Digital adverts ran, while campaign packs were distributed to partnering charities and healthcare professionals. This included the coalition of organisations supporting the Donate Wales campaign, including the Kidney Wales Foundation, Royal National Institute of Blind People Cymru, British Heart Foundation, Diabetes UK Cymru, British Medical Association, Live Life then Give Life, British Liver Trust, Cystic Fibrosis Trust, British Lung Foundation and Welsh Kidney Patients Association.
Phase two was built around a creative concept that evolved from an article written by a transplant patient who likened waiting for a transplant to being on “an invisible death row”.
This powerful, authentic message underpinned our campaign narrative. We recruited case studies based on age, sex, language and location – as well as those who had either received or were still waiting for a transplant – to cover a broad spectrum that would give the campaign universal appeal to all demographics. We filmed a hard-hitting television and radio advert featuring patients in disused police cells, and arranged photography for use in media relations, direct mail and on the website.
The campaign’s overall success hinged on integrating all components behind the common objective of boosting sign-ups. At the same time Facebook users were being encouraged to join the organ donor register and “donate their status”, proximity marketing saw text messages sent to people telling them how to join on their phone. An e-mailer directed people to an updated website, refreshed to reflect the death row creative concept. WalesOnline visitors were exposed to the digital advert and people across Wales were seeing campaign posters in pharmacies and surgeries.
By ensuring the target audience was reading coverage on the front page of their newspaper, seeing it on their televisions, hearing it on their radios and being engaged via social media, we created a high impact campaign that drove mass awareness, and engagement.
The TV advert premiered as a lead item on Sky News and was followed by a live studio debate on the opt-out organ donation system. As well as securing UK national print coverage in The Sun and The Observer, half-hour documentaries following the campaign case studies aired on S4C’s Y Byd ar Bedwar and ITV’s Wales this Week, while campaign collateral sent to Hollyoaks featured in scenes shot in a North Wales hospital.
An additional 2,500 people joined the organ donor register in Wales during the New Year activity compared to the previous year – beating our original target more than two-fold. We also recruited over 4,092 people on average per month during the campaign period – another target set by Donate Wales, and beaten by Freshwater.
During the course of the year, of which the campaign ran for 9 months, more than 60,000 people joined the organ donor register – an increase of more than 50% compared to the previous year.

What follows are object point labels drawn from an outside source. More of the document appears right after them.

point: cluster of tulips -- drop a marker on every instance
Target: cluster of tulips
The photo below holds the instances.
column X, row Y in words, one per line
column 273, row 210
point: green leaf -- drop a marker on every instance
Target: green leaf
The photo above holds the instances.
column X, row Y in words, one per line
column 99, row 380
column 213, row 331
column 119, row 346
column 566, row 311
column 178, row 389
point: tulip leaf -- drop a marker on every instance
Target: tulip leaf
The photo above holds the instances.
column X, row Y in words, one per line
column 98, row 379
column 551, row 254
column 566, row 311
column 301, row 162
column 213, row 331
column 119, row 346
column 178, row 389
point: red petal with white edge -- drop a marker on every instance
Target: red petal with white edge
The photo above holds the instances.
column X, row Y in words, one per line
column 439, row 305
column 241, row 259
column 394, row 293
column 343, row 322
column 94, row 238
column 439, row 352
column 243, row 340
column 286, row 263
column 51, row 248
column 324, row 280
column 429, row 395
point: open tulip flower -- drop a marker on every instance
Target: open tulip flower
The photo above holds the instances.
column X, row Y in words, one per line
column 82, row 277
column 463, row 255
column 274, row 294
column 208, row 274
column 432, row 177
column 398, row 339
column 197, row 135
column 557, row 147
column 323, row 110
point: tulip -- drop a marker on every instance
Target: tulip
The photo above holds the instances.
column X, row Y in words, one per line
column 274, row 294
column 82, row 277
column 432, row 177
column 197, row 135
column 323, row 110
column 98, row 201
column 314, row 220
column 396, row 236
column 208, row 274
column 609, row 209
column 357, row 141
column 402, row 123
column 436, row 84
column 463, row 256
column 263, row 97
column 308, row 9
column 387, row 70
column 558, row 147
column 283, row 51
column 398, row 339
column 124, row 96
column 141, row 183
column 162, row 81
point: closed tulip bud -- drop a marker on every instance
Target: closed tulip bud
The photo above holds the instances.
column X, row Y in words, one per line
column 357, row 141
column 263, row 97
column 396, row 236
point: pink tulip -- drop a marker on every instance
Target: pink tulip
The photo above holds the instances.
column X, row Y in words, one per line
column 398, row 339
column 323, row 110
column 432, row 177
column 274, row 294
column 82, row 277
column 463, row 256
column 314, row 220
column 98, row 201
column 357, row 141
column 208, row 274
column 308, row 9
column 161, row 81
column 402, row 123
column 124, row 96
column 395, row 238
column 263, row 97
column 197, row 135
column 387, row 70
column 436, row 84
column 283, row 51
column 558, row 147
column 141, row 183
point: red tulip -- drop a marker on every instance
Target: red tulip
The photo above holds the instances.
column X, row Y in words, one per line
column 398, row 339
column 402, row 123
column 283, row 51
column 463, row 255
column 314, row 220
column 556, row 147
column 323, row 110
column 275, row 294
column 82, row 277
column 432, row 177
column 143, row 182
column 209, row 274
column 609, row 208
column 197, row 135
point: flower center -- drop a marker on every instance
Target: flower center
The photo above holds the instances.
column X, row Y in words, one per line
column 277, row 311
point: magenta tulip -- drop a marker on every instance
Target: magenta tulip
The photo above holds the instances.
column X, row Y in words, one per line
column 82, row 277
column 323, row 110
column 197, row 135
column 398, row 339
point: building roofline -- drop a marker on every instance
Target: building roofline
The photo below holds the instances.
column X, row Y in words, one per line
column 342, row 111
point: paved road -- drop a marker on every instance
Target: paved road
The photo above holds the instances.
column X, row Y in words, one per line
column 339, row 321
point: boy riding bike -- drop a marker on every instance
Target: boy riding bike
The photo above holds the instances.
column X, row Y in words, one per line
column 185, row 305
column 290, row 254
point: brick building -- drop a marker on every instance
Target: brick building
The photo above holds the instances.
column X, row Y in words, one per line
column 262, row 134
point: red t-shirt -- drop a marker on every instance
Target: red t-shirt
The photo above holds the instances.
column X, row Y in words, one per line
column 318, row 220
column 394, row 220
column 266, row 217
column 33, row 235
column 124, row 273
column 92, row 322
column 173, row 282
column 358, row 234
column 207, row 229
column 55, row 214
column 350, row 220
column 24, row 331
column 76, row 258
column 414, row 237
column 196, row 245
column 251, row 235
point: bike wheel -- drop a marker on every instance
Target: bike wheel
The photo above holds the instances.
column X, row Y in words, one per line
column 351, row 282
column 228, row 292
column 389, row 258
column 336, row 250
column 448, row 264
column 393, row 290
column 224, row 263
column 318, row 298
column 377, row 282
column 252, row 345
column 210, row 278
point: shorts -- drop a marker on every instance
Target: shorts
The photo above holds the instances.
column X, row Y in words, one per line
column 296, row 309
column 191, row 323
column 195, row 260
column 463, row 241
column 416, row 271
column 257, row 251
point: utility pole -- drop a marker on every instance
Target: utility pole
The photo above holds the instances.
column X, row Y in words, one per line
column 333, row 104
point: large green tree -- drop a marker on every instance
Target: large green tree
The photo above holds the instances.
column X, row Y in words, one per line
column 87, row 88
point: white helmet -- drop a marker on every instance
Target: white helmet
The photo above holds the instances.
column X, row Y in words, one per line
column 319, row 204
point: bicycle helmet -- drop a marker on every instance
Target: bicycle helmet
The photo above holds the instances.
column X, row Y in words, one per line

Ultimately, the sustained, high-profile debate on opt-out generated by this campaign led to the Welsh Government announcing it would introduce opt-out organ donation. As a result, Wales now leads the way for the rest of the UK in adopting an opt-out system for organ donation.
In recognition of its success, ‘Invisible Death Row’ was named Best Integrated Campaign at the national CIPR Excellence Awards and won Best Integrated Campaign and Best Not-For-Profit Campaign at the Wales CIPR PRide Awards.